Every building or space has its characteristic sound of intimacy or monumentality, invitation or rejection, hospitality or hostility. A space is understood and appreciated through its echo as much as through its visual shape, but the acoustic percept usually remains as an unconscious background experience. Juhani Pallasmaa

And each person perceives it a bit differently even if there are certain standards of acoustic. Yet, what does it mean to ‘hear space’? From the position of the listener, sound appears as an immense enveloping medium. We hear from all directions simultaneously an acoustic expanse that has no tangible borders. Our built surroundings inevitably constitute a framework for listening. A methodical answer to spatial-sound categorizations that facilitate the connection between built environments and the ways in which we use our ears, is the aural architecture. It examines sound as design: how sound defines space, creates realms of privacy or society, and produces a sense of place. To narrow it down we can say that we are all aural architects at home because with each our change of our living space we influence its acoustics as well.
We need to realize that the sound what we hear in space is always filtered through cultural biases and personal cognitive processes. We respond to the complexity of sound and acoustics even without the ability to articulate the origin of their response. Our senses always provide complimentary aspects of space, and ignoring one sense in favour of another decreases our abilities to appreciate and design spaces that are worth experiencing. I consider the sound walk as a very nice example for framing the space with sound.

GRAY – site specific sound walk, 2015
It was my contribution to the workshop led by Lara Almarcegui. The walk is designed for the parking building, located in industrial area of Utrecht, that has been built from gray massive rough concrete. During walking up and down through the building you could literally feel imprisoned by the concrete. From the open top floor, you could see far away, but your vision was restricted by misty fogginess, blurring the horizon. I did not use any background sound for the audio, there is only voice speaking to you. Headphones facilitates in this piece two ways: at first they transmit the voice and at the second, when the voice is silent, it restricts the sound coming from outside. I was aiming to emphasize that separation and the situation that you are alone in this journey. The overall mood of the sound walk has a glimpse of George Orwell’s novel, 1984 and by McCarthy Cormac’s book The Road.
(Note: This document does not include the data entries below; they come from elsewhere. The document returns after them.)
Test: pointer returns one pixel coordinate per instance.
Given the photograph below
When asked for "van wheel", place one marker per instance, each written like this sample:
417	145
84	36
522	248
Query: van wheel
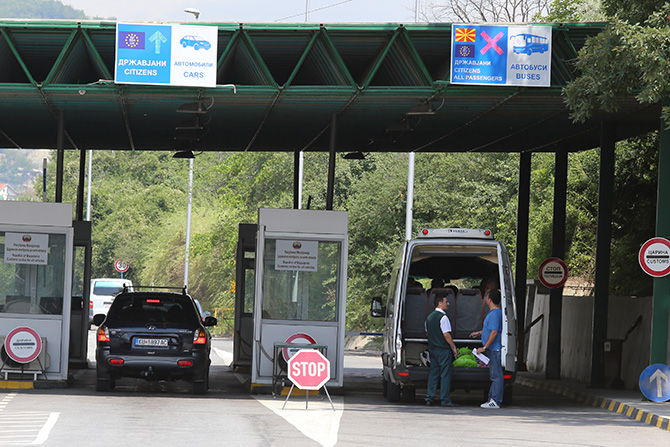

I found it very interesting to explore a city’s streets through sound walks. It gives you an opportunity to shift your perception and enhance your involvement by immersing yourself into two blending sound layers. The subtle, softer one – partly eliminated by materia of the headphones, originated from the streets you are passing by and the other one on the top, is the collection of sound(s) and voice(s) that you are listening from headphones. Two diverse levels are making a nice melange of noises and voices that creates a completely new experience of already (un)known place. Other example I would like to use is a silent disco parties, where each person listens to music only from headphones and the surrounding space itself remains quite. After all, when you put your headphones off, you see people dancing in silence and conception of the place is shifting.
By my opinion there is an unbelievable richness of possibilities that still can be acknowledged and researched in order to better grasp a sounds as a tool for shaping the space. We are still touching only the peak of an iceberg, by merging existing sounds with a new created sound level as it is happening in sound walks or changing otherwise quite spaces with a different stories from your headphones.

SOUNDWALK is an international sound collective based in New York City. Founded in the early 2000s by Stephan Crasneanscki. Soundwalk made its name by producing cutting–edge audio guides, mixing fiction and reality to provide an exclusive and poetic discovery of a city, on the bridge between Baudelairian stroll and cinematic experience.